UNIX Consulting and Expertise
Golden Apple Enterprises Ltd. » Posts for tag 'SAN'

Solaris 9 can’t import it’s SVM metasets when booting Comments Off on Solaris 9 can’t import it’s SVM metasets when booting

I came across this particular issue for a client, and it turned out to be a harsh gotcha in Solaris 9.

Quick recap: SVM metasets are a group of disks (usually from a SAN) that have their own meta state databases. They grew out of Sun Cluster as a way to share storage between cluster nodes, using SVM, and have since become a really handy way of managing SAN volumes.

Anyway, Solaris 9 4/04 introduced the ability to have ‘autotake’ metasets.

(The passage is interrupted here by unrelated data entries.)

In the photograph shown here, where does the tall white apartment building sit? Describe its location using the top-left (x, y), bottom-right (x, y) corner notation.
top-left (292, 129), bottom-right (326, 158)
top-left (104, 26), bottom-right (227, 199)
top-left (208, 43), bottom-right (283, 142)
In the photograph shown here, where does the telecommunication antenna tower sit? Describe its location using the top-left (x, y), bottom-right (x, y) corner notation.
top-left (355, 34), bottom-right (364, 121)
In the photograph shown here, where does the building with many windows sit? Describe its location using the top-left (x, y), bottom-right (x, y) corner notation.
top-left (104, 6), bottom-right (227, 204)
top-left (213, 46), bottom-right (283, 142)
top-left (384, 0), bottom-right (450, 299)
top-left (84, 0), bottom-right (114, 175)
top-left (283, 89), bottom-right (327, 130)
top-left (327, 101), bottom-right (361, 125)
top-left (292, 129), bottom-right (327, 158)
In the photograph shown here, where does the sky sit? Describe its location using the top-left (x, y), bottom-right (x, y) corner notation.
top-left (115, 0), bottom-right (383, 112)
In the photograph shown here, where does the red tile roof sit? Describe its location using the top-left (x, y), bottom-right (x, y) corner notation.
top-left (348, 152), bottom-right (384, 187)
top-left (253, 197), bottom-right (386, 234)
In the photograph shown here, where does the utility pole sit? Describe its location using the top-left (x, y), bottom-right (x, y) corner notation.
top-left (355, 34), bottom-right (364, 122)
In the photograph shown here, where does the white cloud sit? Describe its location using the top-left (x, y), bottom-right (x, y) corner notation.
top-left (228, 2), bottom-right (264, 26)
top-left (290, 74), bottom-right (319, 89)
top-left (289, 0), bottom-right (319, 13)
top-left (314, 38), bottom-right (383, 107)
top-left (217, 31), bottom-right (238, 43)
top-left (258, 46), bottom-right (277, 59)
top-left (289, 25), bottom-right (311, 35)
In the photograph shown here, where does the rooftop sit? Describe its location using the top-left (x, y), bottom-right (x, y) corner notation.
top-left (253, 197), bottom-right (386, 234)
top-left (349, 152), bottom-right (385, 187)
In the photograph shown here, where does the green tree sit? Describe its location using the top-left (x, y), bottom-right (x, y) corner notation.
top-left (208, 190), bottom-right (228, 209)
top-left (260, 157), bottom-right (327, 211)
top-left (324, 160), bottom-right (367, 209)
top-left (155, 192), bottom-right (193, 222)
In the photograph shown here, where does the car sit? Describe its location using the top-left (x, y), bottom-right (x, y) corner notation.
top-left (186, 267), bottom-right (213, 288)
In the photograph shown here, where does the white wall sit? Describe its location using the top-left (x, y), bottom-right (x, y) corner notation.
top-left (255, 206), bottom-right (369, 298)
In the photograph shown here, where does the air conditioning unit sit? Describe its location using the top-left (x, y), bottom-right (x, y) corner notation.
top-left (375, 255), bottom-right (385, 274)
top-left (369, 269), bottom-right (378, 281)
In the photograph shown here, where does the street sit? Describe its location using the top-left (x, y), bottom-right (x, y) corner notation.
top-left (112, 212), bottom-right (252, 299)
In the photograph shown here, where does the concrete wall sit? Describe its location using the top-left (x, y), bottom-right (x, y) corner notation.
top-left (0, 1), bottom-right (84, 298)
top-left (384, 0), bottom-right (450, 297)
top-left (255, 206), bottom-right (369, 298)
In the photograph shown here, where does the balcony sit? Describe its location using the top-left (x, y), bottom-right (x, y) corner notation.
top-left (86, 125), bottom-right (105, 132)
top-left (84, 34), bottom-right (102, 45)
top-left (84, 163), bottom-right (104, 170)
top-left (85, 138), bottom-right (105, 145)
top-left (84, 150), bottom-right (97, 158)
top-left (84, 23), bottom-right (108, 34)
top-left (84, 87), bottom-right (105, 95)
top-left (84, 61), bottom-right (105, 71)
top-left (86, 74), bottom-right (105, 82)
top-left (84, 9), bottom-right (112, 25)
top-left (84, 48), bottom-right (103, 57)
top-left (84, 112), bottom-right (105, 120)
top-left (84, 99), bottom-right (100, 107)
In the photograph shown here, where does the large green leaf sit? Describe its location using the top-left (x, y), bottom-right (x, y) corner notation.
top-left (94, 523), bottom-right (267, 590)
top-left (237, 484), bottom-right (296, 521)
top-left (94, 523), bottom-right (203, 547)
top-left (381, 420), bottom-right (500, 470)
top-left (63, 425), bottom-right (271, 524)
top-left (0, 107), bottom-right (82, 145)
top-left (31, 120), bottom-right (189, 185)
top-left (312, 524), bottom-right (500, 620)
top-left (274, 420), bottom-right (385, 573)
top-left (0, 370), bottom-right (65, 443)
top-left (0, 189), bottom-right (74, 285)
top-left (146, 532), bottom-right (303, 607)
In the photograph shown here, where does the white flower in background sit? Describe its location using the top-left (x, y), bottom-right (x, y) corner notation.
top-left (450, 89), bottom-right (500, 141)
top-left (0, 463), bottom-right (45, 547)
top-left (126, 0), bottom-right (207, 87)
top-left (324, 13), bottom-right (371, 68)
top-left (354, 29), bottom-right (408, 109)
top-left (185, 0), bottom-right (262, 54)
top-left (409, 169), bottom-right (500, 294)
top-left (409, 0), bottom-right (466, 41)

Basically, one host was the master, and it could automatically import and manage the metaset on boot. This was great, because it finally swept aside the last baggage of Sun Cluster, and meant you could have your metasets referenced in /etc/vfstab and mount them at boot – just like real disks.

And there was much rejoicing across the land.

In this particular case, there was a host running Solaris 9 (for client software reasons) which had many terabytes of SAN LUNs mounted as metasets. I say had because when it rebooted, the machine said it couldn’t autotake the disk set because it wasn’t the owner, before dropping to single user mode complaining it couldn’t check any of the filesystems.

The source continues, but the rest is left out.